My first two meetings with Roland Smith, CEO of WEN, were extremely positive and I really thought the company was on the right track. The reality of the situation is much different due to Trian influence on the Board.
Today, Wendy's/Arby's Group (WEN) and Trian Fund Management, L.P. entered into a renewed services agreement and other "new" agreements. Trian's principals, Nelson Peltz, Peter W. May and Edward P. Garden are on WEN's board and effectively control 22% of WEN.
In addition, we recently learned that WEN also plans to issue $550 million in senior unsecured debt; the proceeds will be used to pay off about $125 million in existing debt and fund strategic initiatives.

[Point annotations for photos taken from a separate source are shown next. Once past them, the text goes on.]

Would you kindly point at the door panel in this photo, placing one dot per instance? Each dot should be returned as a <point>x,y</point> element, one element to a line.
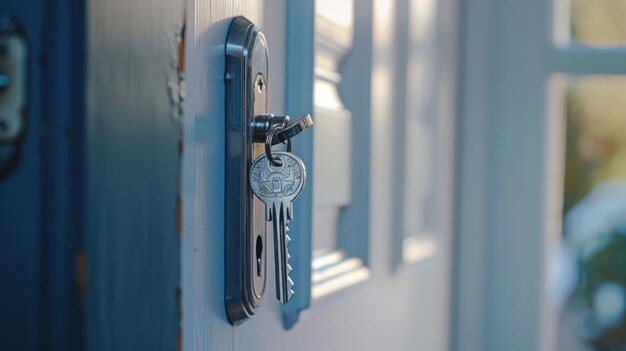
<point>133,132</point>
<point>402,309</point>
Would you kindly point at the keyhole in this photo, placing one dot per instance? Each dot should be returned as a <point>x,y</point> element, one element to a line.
<point>259,252</point>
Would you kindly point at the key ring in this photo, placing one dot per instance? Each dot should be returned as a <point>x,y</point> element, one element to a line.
<point>274,161</point>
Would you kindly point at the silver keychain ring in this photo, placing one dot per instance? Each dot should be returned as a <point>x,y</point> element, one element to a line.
<point>274,161</point>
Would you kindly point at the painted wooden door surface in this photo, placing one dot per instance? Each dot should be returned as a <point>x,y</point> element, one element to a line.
<point>397,294</point>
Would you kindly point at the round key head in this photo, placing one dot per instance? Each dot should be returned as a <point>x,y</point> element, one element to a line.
<point>277,183</point>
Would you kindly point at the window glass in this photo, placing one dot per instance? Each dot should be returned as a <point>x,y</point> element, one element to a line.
<point>598,22</point>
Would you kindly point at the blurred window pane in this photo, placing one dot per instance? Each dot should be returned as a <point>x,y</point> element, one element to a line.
<point>594,252</point>
<point>598,22</point>
<point>596,134</point>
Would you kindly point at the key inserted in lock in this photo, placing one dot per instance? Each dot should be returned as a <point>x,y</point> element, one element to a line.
<point>249,128</point>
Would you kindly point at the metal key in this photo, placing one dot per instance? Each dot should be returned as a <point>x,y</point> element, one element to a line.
<point>278,187</point>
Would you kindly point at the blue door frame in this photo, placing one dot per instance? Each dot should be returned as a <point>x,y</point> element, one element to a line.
<point>41,200</point>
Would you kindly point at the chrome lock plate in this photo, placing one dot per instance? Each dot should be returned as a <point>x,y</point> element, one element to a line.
<point>250,131</point>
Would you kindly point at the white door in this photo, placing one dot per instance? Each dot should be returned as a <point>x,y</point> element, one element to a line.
<point>371,234</point>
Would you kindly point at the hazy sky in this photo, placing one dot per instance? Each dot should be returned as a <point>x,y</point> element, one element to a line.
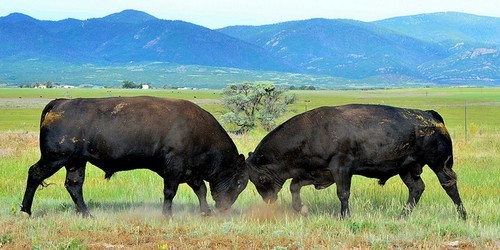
<point>221,13</point>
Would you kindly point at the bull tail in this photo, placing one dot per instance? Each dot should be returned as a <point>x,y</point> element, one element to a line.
<point>436,115</point>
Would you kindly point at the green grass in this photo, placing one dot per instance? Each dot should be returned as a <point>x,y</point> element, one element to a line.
<point>128,207</point>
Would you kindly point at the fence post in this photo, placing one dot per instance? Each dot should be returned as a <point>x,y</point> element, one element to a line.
<point>466,129</point>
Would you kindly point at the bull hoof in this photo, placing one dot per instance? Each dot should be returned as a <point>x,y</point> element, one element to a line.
<point>24,215</point>
<point>206,213</point>
<point>304,210</point>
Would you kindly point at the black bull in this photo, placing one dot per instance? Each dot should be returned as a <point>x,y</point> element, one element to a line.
<point>330,144</point>
<point>176,139</point>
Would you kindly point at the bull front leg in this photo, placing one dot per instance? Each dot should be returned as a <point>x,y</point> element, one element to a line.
<point>200,189</point>
<point>448,179</point>
<point>297,204</point>
<point>416,187</point>
<point>36,175</point>
<point>169,190</point>
<point>75,176</point>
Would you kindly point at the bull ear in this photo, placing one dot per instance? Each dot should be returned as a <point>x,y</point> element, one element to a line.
<point>240,161</point>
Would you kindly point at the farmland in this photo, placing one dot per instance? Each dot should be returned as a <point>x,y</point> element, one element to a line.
<point>127,208</point>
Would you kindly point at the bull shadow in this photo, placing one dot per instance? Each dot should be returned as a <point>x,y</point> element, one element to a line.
<point>121,208</point>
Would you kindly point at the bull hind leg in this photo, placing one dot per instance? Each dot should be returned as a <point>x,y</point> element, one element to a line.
<point>200,189</point>
<point>416,187</point>
<point>448,179</point>
<point>297,204</point>
<point>36,175</point>
<point>75,176</point>
<point>340,172</point>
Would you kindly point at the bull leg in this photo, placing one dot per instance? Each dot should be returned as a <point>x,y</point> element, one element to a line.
<point>200,189</point>
<point>169,190</point>
<point>416,187</point>
<point>75,177</point>
<point>343,178</point>
<point>297,204</point>
<point>36,175</point>
<point>448,179</point>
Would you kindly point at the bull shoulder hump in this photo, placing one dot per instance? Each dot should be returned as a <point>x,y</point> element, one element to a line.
<point>51,117</point>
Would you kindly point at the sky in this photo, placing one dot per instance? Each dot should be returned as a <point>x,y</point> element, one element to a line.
<point>221,13</point>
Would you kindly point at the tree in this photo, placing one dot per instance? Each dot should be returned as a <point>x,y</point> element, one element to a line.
<point>249,103</point>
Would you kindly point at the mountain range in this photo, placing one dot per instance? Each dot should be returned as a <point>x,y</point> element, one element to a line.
<point>448,48</point>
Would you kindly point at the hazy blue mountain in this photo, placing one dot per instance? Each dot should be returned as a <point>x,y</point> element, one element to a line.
<point>345,48</point>
<point>441,47</point>
<point>449,27</point>
<point>129,36</point>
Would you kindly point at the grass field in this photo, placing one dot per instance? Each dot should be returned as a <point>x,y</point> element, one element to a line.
<point>127,208</point>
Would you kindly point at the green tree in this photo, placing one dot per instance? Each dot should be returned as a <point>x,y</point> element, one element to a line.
<point>252,103</point>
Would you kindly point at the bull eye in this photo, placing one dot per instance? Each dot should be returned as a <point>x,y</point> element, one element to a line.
<point>262,179</point>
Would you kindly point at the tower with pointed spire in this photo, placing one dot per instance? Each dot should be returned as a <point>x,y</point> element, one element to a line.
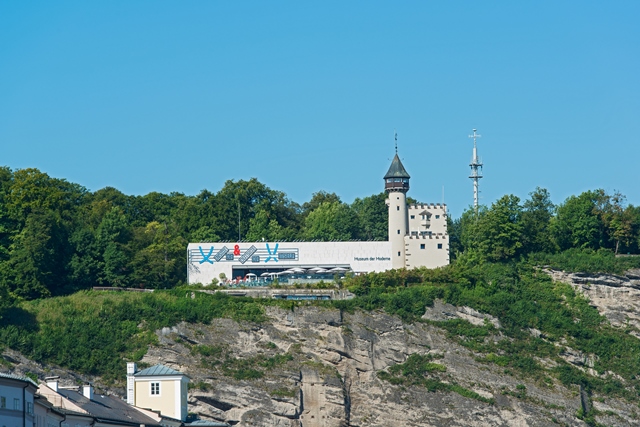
<point>396,184</point>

The key "strategic growth initiatives" include new unit development and acquisitions of other restaurant companies. WEN also suggested that they could return the capital to the stockholders.
Given the selfish nature of today's filing, my bet is that Train wants to "MILK" WEN of the cash.
The WEN story is cost cutting story. The new services agreement does not appear to help the company achieve those goals. There is NO REASON for WEN to be paying Trian any fees for their services. Every dollar in cash this company generates should be going to upgrading the assets and improving top line sales. Putting more money in the pockets of people who already have billions only destroys shareholder value.
According to the agreement, WEN will be paying for the following; "consultation and advice in connection with sourcing, evaluating and executing (including, without limitation, preparing financial models and other analyses and reviewing documentation) acquisitions of the capital stock or assets of other quick service restaurant businesses or other related or complementary businesses or assets; consultation and advice with respect to corporate finance and investment banking, including, without limitation, evaluating and executing capital markets and debt financing transactions and advice and assistance in connection with the negotiation of agreements, contracts, documents and instruments related thereto; consultation and advice with respect to strategic initiatives to increase stockholder value, including, without limitation, financial, managerial and operational advice in connection with the quick service restaurant business, including advice with respect to the development and implementation of strategies for improving the operating and financial performance of the Company; consultation and advice in connection with legal matters relating to the foregoing; and such other services related to the foregoing as management of the Company shall reasonably request from time to time."
WEN is paying $1 Million a year for this? Plus, Trian get a fee if WEN makes an acquisition.
What is even worse is the "Liquidation Services Agreement?" Trian Partners is going to help WEN in "liquidation or other disposition of certain investments that are not related to the Company's core restaurant business ("Legacy Assets")." For this privilege, WEN will pay Trian Partners a one-time fee of $900,000 for these services. Furthermore, if the disposed assets are valued in excess of $36.6 million then WEN will pay Trian Partners, in cash, a success fee equal to 10% of the aggregate net proceeds. Lastly, WEN is leasing Trian a plane.
Publically traded companies that are run like private companies make lousy investments for the remaining shareholders!